第13話 魔物の森と灰色の城

「これってドラゴンの居場所が書かれた地図!?」

「そうとしか思えないわね」


 筒状の紙を開いてみると、そこにはざっくりした地形をドラゴンの絵が描かれていた。丁寧に矢印もつけてあって、どうみてもドラゴンの居場所を示す地図だ。


「どうしてライノ先輩の実家の人が?」

「探していたのではないのかしら?ほらやっぱり心配だと思うのよ。普通」

「確かに……」


 スヴィーの言うことは一理ある。

 だけど、なんだかもやもやする。

 闇雲に探す手間が省けたと喜ぶべきなのだろうけど、とりあえずお礼は無事ライノ先輩に会えてからしようと、私たちはその場所を目指すことにした。


「意外に近いな」

「そうですよね」


 翌日先輩の実家の使用人から渡された地図をエリック様にも見せたけど、驚くこともなく、スヴィーと仲良く話している。こう見るとやっぱり二人はとても仲がいい。

 馬を用意していたので、今度は一人づつそれぞれ馬に乗る。

 私とスヴィーはかなり飛ばしたつもりなのだけど、エリック様はさすがに余裕で後方を付いて来た。多分、エリック様からしたら遅いくらいなんだろうね。

 

 地図上でドラゴンの絵が描かれ、矢印がつけられている場所は森の中だった。

 馬に乗ったまま踏み込もうとしたのだけど馬が激しく嫌がる。仕方なく入り口で馬を木につないでから森に侵入した。


「魔物の森だろうな」

「でしょうね」


 二人の緊張が伝わってくる。

 先頭をエリック様が務め、真ん中がスヴィー、最後は私。お互いの距離はとても近くて、スヴィーの息遣いまで聞こえてる。


「来るぞ!」


 エリック様の声がして、同時に彼が剣を抜いたのがわかる。


「光よ。我らを邪悪なものから守りたまえ」


 スヴィーが防御力を高める暗唱をして、体に光に包まれる。優しい暖かい光だ。

 防御と治癒は光の魔術だ。

 私は目くらまししかしたことがないけど。

 さすがスヴィー。

 さて、出てくる魔物の属性を見てから、炎か、水か、雷か決める。

 前方を睨み、魔物の姿を見極めようとした。


「巨大ミミズ!?」


 魔物の中で一番弱いとされているもので、私は拍子抜けしてしまった。

 エリック様が剣を振り降ろし、両断されて終わりだった。

 それからも魔物がちょくちょく出てきたのだけど、私たちの力を推し量るように魔物の階級がどんどん上がっていく。
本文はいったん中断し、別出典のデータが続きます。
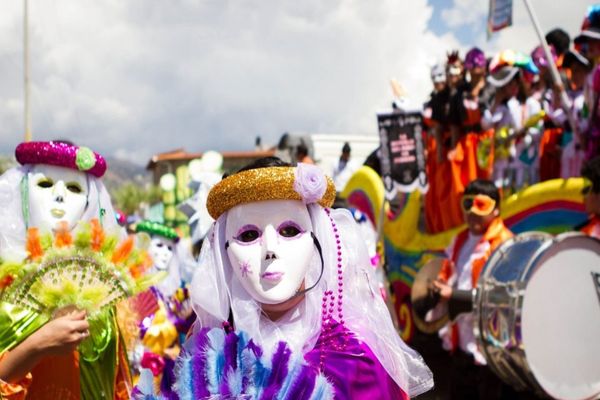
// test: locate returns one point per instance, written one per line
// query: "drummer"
(466, 257)
(591, 193)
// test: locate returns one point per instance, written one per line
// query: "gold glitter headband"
(271, 183)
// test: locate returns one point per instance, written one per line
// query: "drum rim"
(539, 257)
(546, 240)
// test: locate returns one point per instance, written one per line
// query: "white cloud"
(465, 12)
(145, 76)
(521, 36)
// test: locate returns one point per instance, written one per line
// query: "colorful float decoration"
(553, 206)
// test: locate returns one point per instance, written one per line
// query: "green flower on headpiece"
(85, 159)
(154, 228)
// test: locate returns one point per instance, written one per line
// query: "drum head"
(421, 301)
(561, 319)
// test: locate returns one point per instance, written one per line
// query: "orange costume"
(496, 233)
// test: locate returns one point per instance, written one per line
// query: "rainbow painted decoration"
(553, 206)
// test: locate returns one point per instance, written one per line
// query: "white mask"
(56, 194)
(270, 247)
(161, 251)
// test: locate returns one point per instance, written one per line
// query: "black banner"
(403, 156)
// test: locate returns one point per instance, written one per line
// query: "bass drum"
(537, 314)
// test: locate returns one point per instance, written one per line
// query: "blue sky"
(134, 78)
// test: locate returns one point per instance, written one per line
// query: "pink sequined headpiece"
(61, 155)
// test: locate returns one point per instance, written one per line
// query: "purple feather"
(230, 364)
(279, 371)
(197, 350)
(303, 384)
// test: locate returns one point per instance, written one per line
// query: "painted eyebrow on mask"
(290, 223)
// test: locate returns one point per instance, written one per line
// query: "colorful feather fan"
(87, 270)
(219, 365)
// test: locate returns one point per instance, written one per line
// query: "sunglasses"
(478, 204)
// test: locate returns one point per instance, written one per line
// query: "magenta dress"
(351, 367)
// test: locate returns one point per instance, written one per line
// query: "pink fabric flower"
(310, 183)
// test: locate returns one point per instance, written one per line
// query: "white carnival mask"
(270, 247)
(161, 251)
(56, 194)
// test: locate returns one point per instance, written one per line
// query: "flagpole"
(565, 101)
(26, 70)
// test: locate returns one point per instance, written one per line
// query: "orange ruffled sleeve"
(15, 391)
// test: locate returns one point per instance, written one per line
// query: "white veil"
(215, 290)
(13, 203)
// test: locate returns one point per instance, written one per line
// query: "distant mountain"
(122, 171)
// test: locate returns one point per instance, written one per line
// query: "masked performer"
(294, 279)
(59, 244)
(169, 313)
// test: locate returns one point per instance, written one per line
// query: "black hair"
(486, 187)
(560, 39)
(591, 171)
(265, 162)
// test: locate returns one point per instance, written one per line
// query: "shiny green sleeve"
(16, 324)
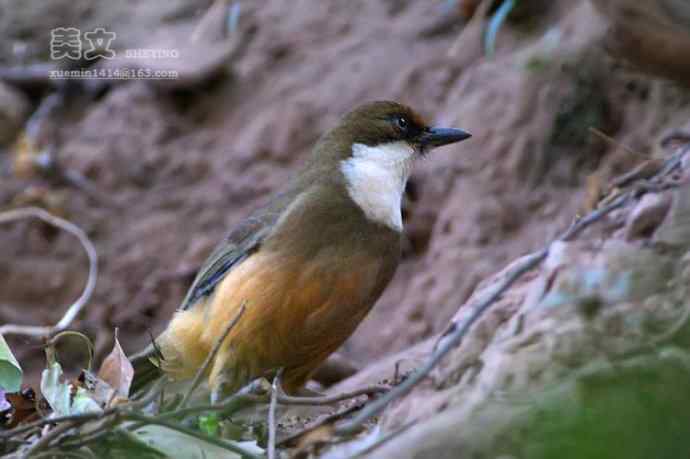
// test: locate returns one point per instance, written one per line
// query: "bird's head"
(389, 125)
(372, 149)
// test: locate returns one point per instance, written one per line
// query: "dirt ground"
(183, 165)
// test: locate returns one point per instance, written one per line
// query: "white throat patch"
(376, 178)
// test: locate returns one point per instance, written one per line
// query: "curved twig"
(275, 389)
(456, 334)
(211, 355)
(74, 310)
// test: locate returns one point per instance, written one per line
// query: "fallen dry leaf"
(117, 371)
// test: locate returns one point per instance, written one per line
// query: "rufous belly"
(297, 313)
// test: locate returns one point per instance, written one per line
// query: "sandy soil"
(184, 165)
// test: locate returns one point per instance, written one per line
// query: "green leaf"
(209, 424)
(177, 444)
(58, 394)
(10, 371)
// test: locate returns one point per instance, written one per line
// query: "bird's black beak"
(437, 137)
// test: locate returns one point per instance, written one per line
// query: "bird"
(305, 268)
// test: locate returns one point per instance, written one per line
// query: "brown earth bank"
(179, 165)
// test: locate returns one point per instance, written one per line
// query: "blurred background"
(196, 111)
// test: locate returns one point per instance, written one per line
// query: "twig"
(285, 399)
(328, 419)
(192, 433)
(457, 333)
(74, 310)
(212, 355)
(275, 388)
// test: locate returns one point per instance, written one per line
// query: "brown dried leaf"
(117, 370)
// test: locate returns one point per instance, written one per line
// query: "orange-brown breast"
(298, 312)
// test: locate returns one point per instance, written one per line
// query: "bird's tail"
(145, 371)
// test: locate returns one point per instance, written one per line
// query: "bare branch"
(74, 310)
(455, 335)
(275, 388)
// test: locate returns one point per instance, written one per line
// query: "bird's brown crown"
(380, 122)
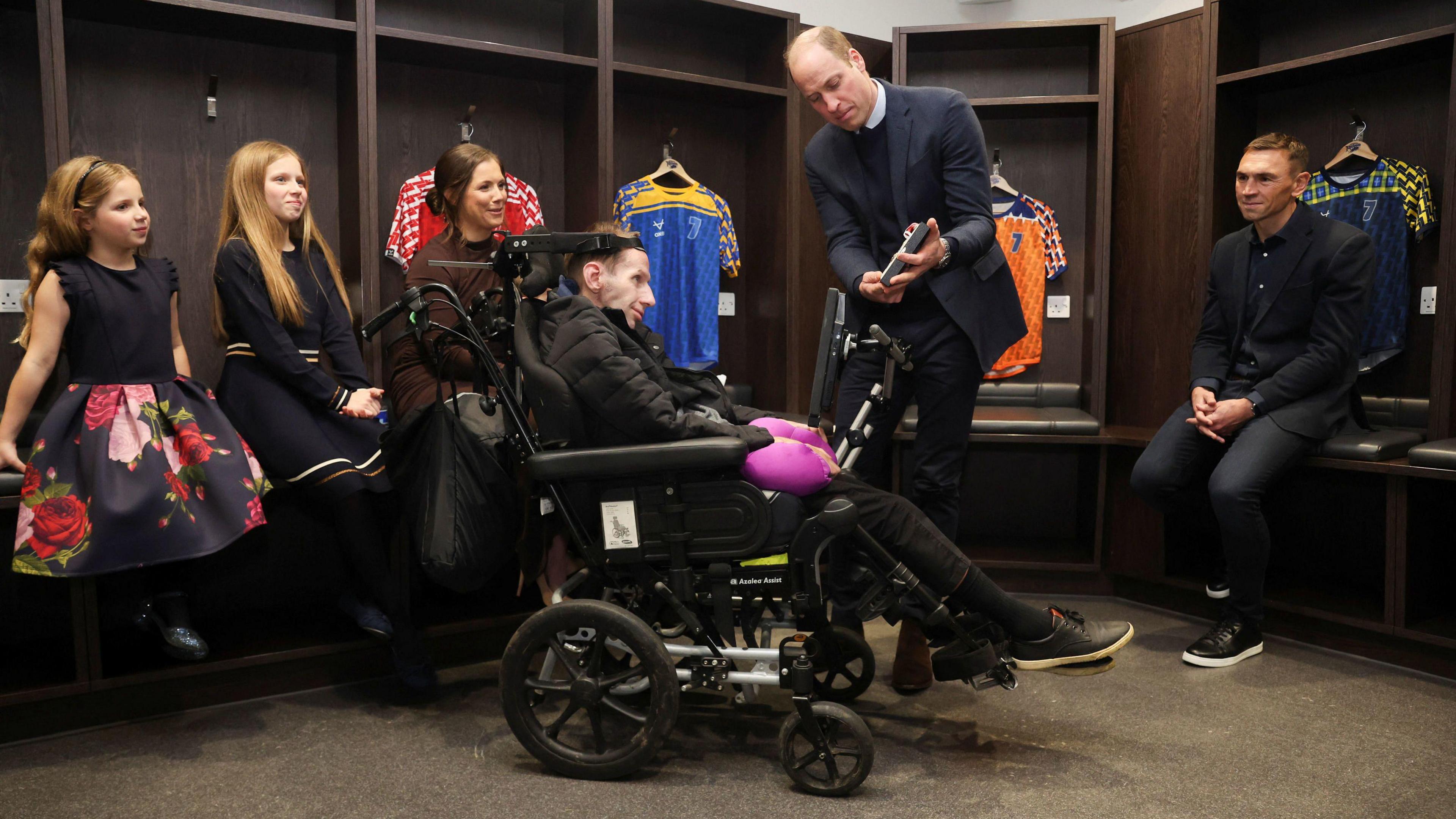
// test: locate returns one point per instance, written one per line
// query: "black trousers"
(944, 384)
(903, 530)
(1181, 462)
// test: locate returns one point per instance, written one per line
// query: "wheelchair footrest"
(977, 662)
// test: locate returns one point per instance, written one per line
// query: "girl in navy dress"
(280, 302)
(135, 464)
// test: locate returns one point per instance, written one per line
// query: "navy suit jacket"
(1307, 330)
(938, 170)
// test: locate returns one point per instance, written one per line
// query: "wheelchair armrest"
(651, 458)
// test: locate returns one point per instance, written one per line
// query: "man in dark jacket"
(887, 156)
(1273, 369)
(631, 393)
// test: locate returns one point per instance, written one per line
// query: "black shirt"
(1265, 257)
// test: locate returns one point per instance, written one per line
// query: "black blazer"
(1307, 329)
(937, 170)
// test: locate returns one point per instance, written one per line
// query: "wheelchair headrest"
(554, 404)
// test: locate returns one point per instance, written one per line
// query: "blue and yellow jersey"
(1392, 203)
(688, 235)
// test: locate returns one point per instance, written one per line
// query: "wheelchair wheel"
(849, 758)
(844, 671)
(573, 713)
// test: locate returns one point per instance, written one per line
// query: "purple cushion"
(788, 467)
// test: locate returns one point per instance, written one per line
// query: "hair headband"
(76, 200)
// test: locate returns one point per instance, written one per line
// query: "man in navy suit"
(887, 158)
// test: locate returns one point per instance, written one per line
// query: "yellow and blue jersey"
(688, 235)
(1392, 204)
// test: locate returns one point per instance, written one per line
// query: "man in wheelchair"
(631, 394)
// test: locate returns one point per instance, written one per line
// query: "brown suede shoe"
(912, 671)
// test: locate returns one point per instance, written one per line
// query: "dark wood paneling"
(701, 38)
(551, 25)
(1430, 560)
(1159, 270)
(22, 158)
(1265, 34)
(154, 117)
(1407, 110)
(1037, 62)
(341, 9)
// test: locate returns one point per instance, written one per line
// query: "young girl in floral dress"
(135, 464)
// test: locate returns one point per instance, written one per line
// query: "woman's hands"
(11, 457)
(364, 403)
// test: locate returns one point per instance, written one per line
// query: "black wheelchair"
(683, 557)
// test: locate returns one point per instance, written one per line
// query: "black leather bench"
(1438, 454)
(1398, 426)
(1024, 410)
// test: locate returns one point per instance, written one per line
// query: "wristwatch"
(946, 258)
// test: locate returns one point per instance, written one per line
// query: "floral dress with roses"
(135, 464)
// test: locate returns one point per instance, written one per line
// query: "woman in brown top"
(471, 196)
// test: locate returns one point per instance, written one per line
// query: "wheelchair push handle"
(391, 314)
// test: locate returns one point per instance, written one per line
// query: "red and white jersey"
(416, 223)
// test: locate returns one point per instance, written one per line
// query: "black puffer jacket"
(631, 391)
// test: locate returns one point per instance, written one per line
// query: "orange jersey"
(1027, 232)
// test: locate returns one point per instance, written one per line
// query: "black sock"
(1021, 621)
(362, 540)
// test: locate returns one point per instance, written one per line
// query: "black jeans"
(909, 535)
(944, 384)
(1181, 462)
(905, 533)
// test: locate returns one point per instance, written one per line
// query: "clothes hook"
(466, 129)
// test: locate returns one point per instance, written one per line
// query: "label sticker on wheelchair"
(619, 524)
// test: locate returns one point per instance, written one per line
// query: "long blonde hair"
(246, 216)
(57, 232)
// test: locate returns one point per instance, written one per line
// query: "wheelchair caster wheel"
(603, 700)
(844, 671)
(842, 766)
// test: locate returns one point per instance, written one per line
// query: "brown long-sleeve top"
(413, 382)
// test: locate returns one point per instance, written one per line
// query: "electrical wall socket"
(11, 294)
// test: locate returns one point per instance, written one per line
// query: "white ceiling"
(879, 18)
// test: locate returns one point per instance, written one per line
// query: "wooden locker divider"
(1043, 92)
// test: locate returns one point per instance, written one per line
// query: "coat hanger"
(672, 173)
(1356, 148)
(998, 181)
(466, 129)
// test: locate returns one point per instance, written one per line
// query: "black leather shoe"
(367, 617)
(1228, 643)
(178, 639)
(1074, 640)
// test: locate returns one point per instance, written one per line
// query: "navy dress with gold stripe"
(276, 391)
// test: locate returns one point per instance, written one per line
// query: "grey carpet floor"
(1295, 732)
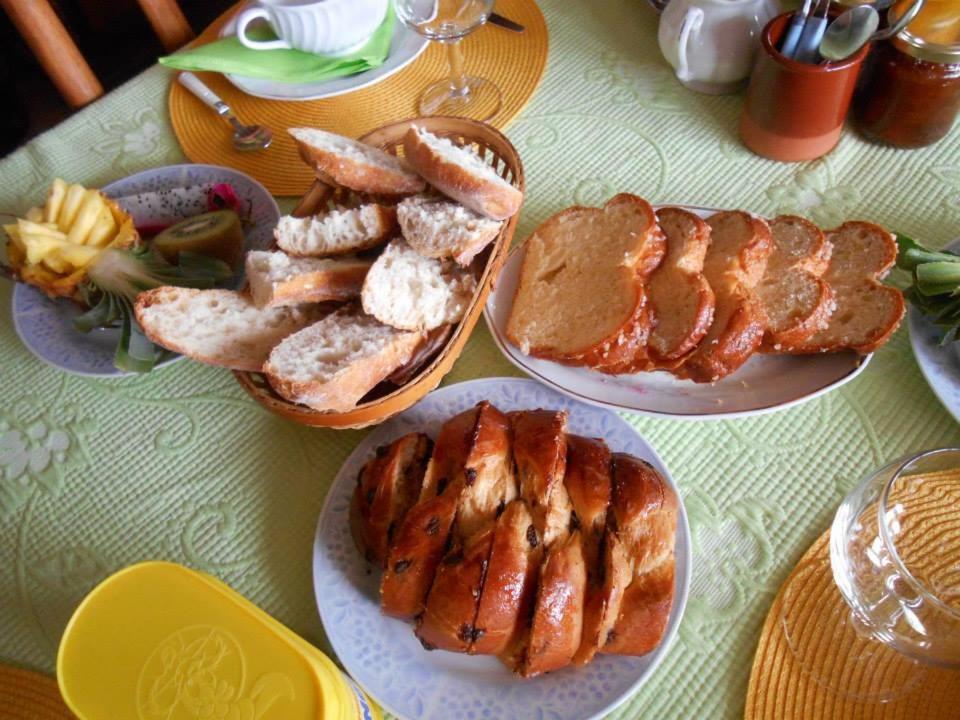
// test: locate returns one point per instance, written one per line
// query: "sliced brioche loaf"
(736, 259)
(342, 161)
(335, 362)
(406, 290)
(338, 232)
(438, 228)
(461, 174)
(796, 300)
(277, 279)
(218, 327)
(867, 312)
(581, 281)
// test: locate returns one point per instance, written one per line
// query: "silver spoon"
(856, 27)
(245, 137)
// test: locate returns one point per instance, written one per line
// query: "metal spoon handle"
(196, 86)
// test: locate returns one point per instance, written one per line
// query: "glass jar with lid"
(910, 93)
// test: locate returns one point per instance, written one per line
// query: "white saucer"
(405, 47)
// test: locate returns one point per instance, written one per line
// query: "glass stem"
(458, 79)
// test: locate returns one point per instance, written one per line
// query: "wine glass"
(448, 22)
(893, 608)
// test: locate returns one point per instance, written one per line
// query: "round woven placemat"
(784, 688)
(26, 695)
(513, 61)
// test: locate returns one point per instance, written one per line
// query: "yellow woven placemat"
(513, 61)
(26, 695)
(783, 688)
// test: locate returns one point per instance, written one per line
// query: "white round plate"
(45, 326)
(764, 384)
(383, 655)
(939, 365)
(405, 46)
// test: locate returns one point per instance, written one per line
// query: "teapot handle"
(692, 21)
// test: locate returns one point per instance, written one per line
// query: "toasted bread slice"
(219, 327)
(735, 262)
(796, 300)
(461, 174)
(277, 279)
(332, 364)
(340, 160)
(867, 312)
(509, 589)
(645, 517)
(438, 228)
(339, 232)
(571, 305)
(406, 290)
(387, 487)
(540, 454)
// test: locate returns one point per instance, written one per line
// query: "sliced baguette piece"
(219, 327)
(867, 312)
(735, 262)
(387, 487)
(573, 306)
(340, 160)
(332, 364)
(645, 520)
(339, 232)
(796, 300)
(461, 174)
(406, 290)
(439, 228)
(277, 279)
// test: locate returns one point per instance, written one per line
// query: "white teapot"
(712, 43)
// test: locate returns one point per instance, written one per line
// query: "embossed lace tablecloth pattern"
(181, 465)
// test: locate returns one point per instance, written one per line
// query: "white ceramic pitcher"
(712, 43)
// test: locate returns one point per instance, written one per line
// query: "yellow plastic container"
(158, 641)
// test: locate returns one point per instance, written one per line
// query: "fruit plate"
(764, 384)
(45, 326)
(940, 365)
(383, 655)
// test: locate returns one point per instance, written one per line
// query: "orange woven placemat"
(781, 688)
(514, 61)
(26, 695)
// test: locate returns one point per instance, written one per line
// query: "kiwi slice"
(216, 234)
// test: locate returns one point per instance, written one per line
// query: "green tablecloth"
(181, 465)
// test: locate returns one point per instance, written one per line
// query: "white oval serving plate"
(383, 655)
(45, 326)
(764, 384)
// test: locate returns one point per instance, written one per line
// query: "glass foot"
(477, 99)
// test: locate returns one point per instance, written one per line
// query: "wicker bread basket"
(386, 400)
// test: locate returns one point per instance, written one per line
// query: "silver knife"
(507, 23)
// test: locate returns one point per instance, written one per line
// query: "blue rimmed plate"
(45, 326)
(383, 655)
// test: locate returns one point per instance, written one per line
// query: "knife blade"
(506, 23)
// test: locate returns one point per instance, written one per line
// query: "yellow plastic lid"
(158, 641)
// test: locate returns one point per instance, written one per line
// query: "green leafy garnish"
(114, 280)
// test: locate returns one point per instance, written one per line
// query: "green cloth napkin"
(228, 55)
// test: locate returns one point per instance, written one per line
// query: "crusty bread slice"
(332, 364)
(406, 290)
(867, 312)
(735, 262)
(387, 487)
(461, 174)
(573, 305)
(796, 300)
(276, 279)
(338, 232)
(340, 160)
(446, 230)
(219, 327)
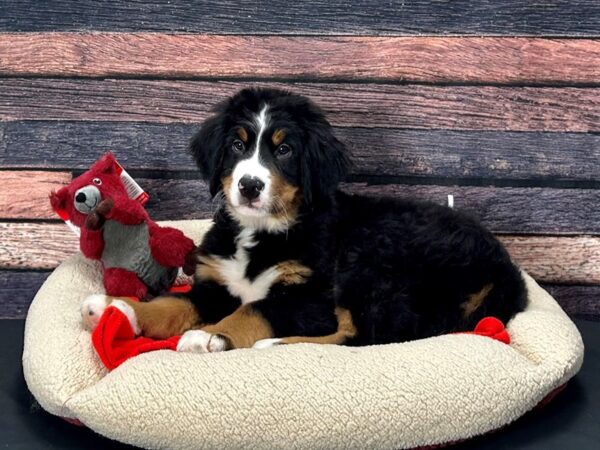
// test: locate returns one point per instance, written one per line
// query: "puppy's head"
(270, 152)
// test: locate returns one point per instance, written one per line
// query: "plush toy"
(139, 257)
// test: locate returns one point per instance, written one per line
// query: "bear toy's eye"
(283, 150)
(238, 146)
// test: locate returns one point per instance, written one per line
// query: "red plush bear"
(139, 257)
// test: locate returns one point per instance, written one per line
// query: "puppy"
(292, 259)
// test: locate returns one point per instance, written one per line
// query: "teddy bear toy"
(139, 257)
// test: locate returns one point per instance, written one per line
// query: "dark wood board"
(409, 59)
(479, 157)
(555, 259)
(503, 210)
(495, 17)
(17, 290)
(347, 104)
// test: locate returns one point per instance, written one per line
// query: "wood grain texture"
(551, 17)
(507, 210)
(573, 260)
(557, 259)
(476, 156)
(17, 290)
(347, 105)
(412, 59)
(24, 194)
(503, 210)
(577, 300)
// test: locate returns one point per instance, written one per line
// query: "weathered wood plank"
(552, 17)
(557, 259)
(17, 289)
(508, 210)
(503, 210)
(574, 260)
(577, 300)
(546, 157)
(24, 194)
(413, 59)
(347, 105)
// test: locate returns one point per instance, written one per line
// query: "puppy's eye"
(238, 146)
(283, 150)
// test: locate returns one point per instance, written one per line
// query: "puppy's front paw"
(267, 343)
(199, 341)
(92, 309)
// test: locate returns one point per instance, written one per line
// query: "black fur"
(402, 268)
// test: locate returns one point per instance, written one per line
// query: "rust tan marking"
(209, 269)
(164, 317)
(475, 300)
(278, 136)
(286, 200)
(346, 330)
(243, 134)
(292, 272)
(242, 328)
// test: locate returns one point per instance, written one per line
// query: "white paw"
(92, 309)
(266, 343)
(198, 341)
(129, 313)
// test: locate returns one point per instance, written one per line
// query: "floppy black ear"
(325, 163)
(207, 149)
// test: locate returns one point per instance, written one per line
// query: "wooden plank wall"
(496, 102)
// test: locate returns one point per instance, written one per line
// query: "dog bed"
(420, 393)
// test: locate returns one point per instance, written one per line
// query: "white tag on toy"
(134, 191)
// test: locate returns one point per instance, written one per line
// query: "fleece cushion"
(420, 393)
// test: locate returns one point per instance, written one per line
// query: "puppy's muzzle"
(250, 187)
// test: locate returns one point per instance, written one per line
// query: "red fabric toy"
(139, 257)
(115, 341)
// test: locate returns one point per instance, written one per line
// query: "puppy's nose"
(250, 187)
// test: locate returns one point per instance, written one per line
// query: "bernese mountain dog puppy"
(290, 258)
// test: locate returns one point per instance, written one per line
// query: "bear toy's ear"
(59, 200)
(106, 164)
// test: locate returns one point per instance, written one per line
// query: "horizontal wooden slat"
(17, 289)
(24, 194)
(347, 105)
(557, 259)
(552, 17)
(548, 259)
(577, 300)
(377, 152)
(508, 210)
(503, 210)
(413, 59)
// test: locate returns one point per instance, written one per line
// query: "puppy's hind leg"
(346, 330)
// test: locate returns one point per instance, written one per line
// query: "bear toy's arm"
(91, 243)
(169, 246)
(126, 211)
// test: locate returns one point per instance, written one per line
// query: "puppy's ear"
(207, 149)
(325, 163)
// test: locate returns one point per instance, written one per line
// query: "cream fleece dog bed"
(406, 395)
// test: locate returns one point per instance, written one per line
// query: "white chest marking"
(233, 271)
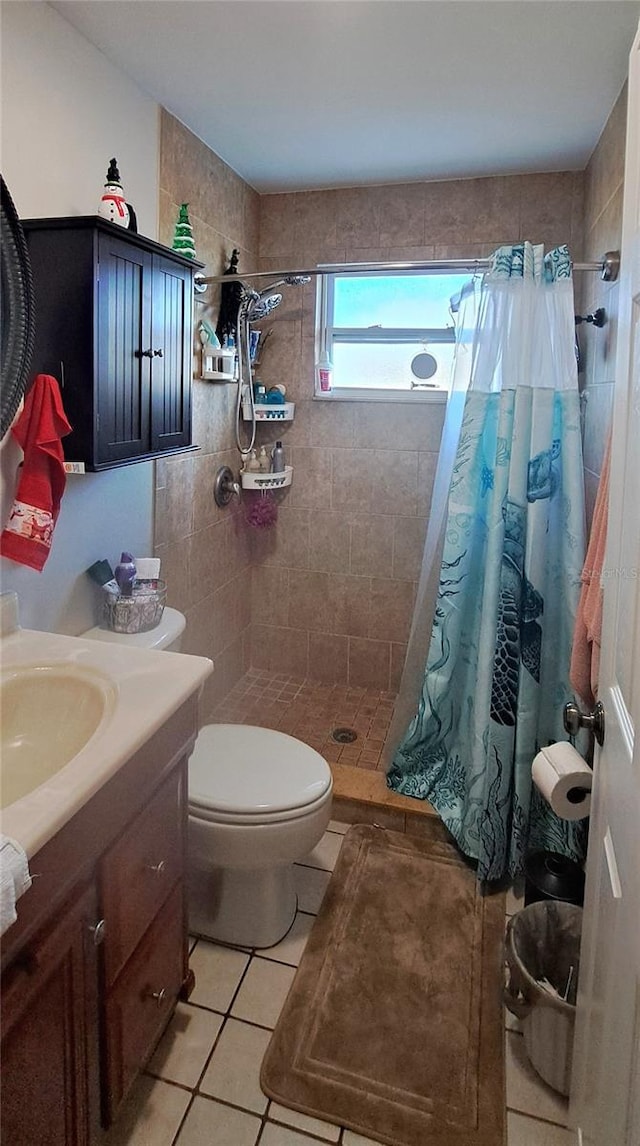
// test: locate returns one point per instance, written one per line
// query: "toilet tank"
(166, 636)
 階級は、魔物図鑑に載っているもので、下級、中級、上級の三つに分けられる。


「さすがにきつくなってきたな」

「そうですね。スヴィーは大丈夫?」

「背負っていこうか?」

「大丈夫です」


 スヴィーはそう答えたけど、顔色はとても悪い。


「エリック様、この調子だと、後出てくるのは巨大トカゲ、巨大オオカミ、巨大クマだと思います。私がやっつけるので、スヴィーを背負ってください」

「メルヤ!」

「いいから。なんだか、これは私の力を試されているような気がする。魔物がその階級の順番ごとに出てくるなんて、おかしいと思うし」

「そう言われてみるとそうだな。作為的なものを感じる」

「メルヤ、エリック様」


 スヴィーは疲れた顔で首を横に振るが、エリック様がその前にしゃがみ込んだ。


「スヴィー。お願い。大丈夫だから。私を信じて」

 

 そう、これは、あの色っぽいドラゴンの仕業に違いないから。

 絶対に負けない。

 スヴィーがエリック様の背中に乗ったのを確認して、再び歩き始めた。


 「雷よ。裁きを下せ!」

 「水よ。凍てつく息を吹きかけよ!」

 「炎よ。怒りをもって、全てを焼き尽くせ!」


 予想通りやってきた魔物を、尽く魔術でやっつけていく。

 そうして辿り着いたドラゴンのいる場所、そこには灰色の城がそびえていた。


 ☆


「お見事。妾(わらわ)の仕掛けた物を全て退けおったか」

 

 生き物の気配がまったくしない城の中を歩きつづけ、一番奥の扉を開けると、そこには三人の人影があった。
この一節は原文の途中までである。